Being an early commitment from the east coast, Sidiki Johnson didn’t get nearly as much hype as the guards. Add to that his injury last year, and it was hard to know what to expect from the big man. But he is surpassing everyone’s expectations and is in a real battle with Kreal for the center position. Johnson has added a ton of weight and strength since arriving in Tucson, and for a freshmen his size is great. As with any big man, there are number of skills he needs to develop still. But already having the body to bang in the paint will help greatly with that transition. He likely won’t be putting up a ton of points, but if he can play hard, rebound, and hold his own defensively, Johnson can provide the depth at center that Arizona has sorely lacked. There is still a lot of work to be done, but it’s hard to argue with where Johnson is so early in his career.

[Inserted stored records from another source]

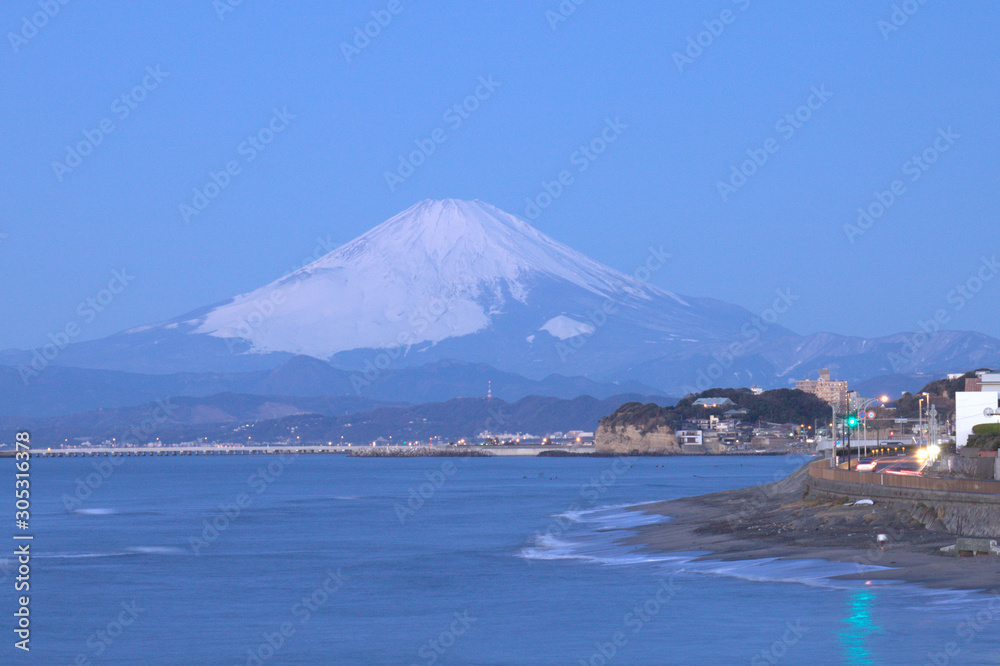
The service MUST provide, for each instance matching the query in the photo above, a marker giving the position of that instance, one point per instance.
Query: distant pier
(210, 450)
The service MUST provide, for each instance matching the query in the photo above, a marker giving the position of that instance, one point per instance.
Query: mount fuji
(464, 281)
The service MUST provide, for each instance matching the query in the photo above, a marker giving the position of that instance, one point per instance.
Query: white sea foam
(594, 535)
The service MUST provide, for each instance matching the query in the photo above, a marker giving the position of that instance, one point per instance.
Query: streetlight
(920, 417)
(883, 399)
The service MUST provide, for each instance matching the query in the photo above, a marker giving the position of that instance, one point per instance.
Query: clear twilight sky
(835, 101)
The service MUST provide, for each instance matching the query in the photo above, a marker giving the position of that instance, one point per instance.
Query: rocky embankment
(418, 452)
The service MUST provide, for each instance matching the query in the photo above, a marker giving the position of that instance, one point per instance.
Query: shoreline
(779, 520)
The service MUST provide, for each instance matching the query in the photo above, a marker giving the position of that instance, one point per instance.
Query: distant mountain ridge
(454, 281)
(230, 417)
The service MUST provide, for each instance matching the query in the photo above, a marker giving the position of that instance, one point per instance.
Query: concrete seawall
(963, 513)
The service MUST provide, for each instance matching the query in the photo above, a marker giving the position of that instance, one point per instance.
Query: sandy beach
(779, 520)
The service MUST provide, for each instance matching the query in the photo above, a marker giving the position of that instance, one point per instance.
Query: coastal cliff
(630, 439)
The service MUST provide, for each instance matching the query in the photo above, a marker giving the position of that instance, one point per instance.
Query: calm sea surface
(331, 560)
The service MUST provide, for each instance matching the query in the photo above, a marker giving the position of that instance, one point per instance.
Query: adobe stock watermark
(249, 149)
(102, 639)
(122, 107)
(229, 512)
(915, 168)
(364, 34)
(899, 16)
(31, 25)
(431, 651)
(581, 158)
(454, 117)
(958, 297)
(134, 434)
(704, 39)
(86, 311)
(750, 333)
(786, 126)
(302, 610)
(640, 615)
(971, 626)
(595, 489)
(420, 320)
(598, 318)
(264, 307)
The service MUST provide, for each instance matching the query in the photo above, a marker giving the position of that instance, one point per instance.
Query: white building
(969, 407)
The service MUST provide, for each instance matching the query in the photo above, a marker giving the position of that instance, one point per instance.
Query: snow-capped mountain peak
(440, 269)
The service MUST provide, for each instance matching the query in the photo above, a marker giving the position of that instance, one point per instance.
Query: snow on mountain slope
(438, 270)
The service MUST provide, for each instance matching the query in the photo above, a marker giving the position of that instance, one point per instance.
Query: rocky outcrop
(623, 439)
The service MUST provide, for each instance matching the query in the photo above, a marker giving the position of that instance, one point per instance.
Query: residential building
(714, 402)
(831, 391)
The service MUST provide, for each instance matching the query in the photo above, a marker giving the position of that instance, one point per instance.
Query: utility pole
(833, 438)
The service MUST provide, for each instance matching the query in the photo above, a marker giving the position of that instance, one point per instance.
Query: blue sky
(197, 84)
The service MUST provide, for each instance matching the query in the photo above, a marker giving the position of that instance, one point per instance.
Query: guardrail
(821, 469)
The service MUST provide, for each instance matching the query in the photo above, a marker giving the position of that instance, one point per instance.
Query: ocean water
(252, 560)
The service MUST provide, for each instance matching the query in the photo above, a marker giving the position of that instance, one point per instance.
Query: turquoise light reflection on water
(859, 628)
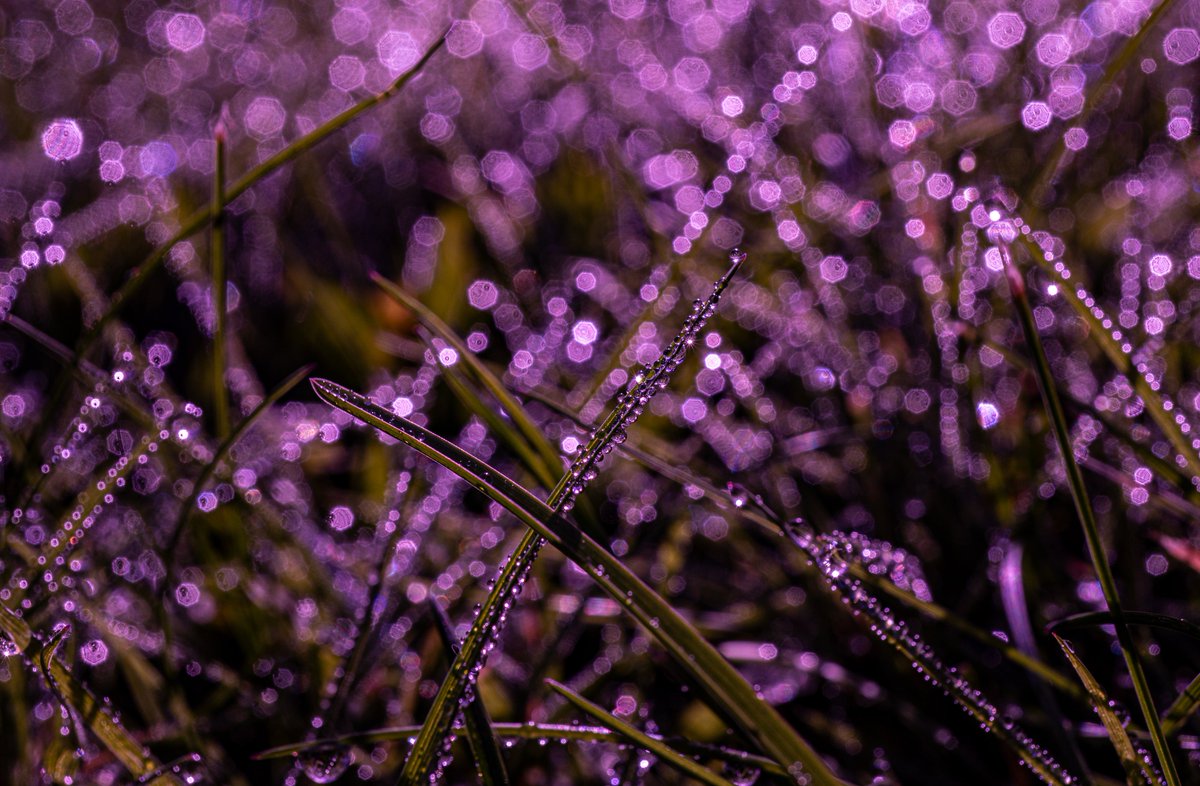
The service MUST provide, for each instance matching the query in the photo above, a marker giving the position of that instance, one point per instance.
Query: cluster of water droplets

Angelo Chol has the kind of game that excels in pickup situations. We’re not so sure how much that will translate to games right away, particularly because of Chol’s size. He needs to add a lot of strength before he will be able to deal with college level big men, but Chol has shown a number of skills that could make him a dominant force. Chol has a shooting touch, and his shot blocking ability is well documented. With all the hype of next year’s recruiting class, Chol could emerge as the best post player if his skills continue to develop with his body. This season, Chol’s offensive impact will likely come from stretching the floor with his shot. But we don’t think he’s ready for time at the center position. If Chol doesn’t see much playing time, that’s not a comment on his potential. It just means that, like most freshmen, he has some developing to do physically.
As of today, we expect the starting lineup when the season begins to be Turner, Fogg, Hill, Perry, and Natyazhko. That would leave a second unit (who would see plenty of minutes) of Mayes, Bunnies, Parrom, Chol, and Johnson. Lavender and Jacobson would see minutes as game situations dictate.
There’s obviously a ways to go, and practices haven’t even started yet. Anyone can look good in pickup games, and we’ll learn a lot more when these players start competing against each other defensively. PointGuardU.com will have coverage throughout the off season as every Wildcat fan counts down the days until the Red-Blue game (42).